You don’t need to hold five stars to run a successful hospitality business in the UK. In reality, the market for overnight accommodation is incredibly broad and nuanced, and successful businesses exist at all levels. You don’t need to expend all of your efforts on reaching for a star rating that doesn’t suit your property; if you and your staff can fulfil or exceed the expectations set out by the hotel’s star rating at the same time as maintaining a sensible profit margin, your business will stand the test of time. 

 

Theft Rate

It’s a sad fact of life that – regardless of whether you’re running a B&B or a large hotel – a small percentage of your guests will steal items from your hotel room during their stay. You probably already expect to replace pencils, shampoo, tea bags and other small in-room items on a daily basis, but have you considered the cost of replacing slippers, towels and hair dryers?

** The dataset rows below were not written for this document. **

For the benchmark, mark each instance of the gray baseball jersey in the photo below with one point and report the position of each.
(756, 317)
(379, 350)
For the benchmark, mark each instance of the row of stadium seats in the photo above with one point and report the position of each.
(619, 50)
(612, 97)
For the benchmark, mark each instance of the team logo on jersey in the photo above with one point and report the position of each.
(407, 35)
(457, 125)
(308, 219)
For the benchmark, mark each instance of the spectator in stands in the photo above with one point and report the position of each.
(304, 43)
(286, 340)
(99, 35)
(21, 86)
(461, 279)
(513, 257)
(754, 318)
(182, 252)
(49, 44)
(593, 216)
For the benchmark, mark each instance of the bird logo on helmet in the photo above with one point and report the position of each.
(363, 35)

Quiz the current owner on what they usually expect to lose in terms of inventory every year, and what the average replacement costs are. While it may not be an immediate concern at the purchasing stage, it will soon become an issue you’ll need to think about once you’re running the business; it makes sense to understand the rate at which ‘big ticket’ items are stolen early on, so that you can build this theft rate figure into your business plan. 

 

Utility Costs:

When buying a hotel, the utility costs are more important than they would be in less energy-intensive businesses. When setting out your operating costs, you will need to anticipate the price of ensuite bathrooms, laundry services, professional kitchens, lighting, heating, air conditioning and possibly a television and minibar in every room. 

Ask the current owner for some recent utility bills, or ask to see where these costs are recorded in the accounts of the business; you might be able to trim some operating costs out of the business when you take it on, but your utility costs are unlikely to become much cheaper without investment in other areas such as insulation and/or equipment.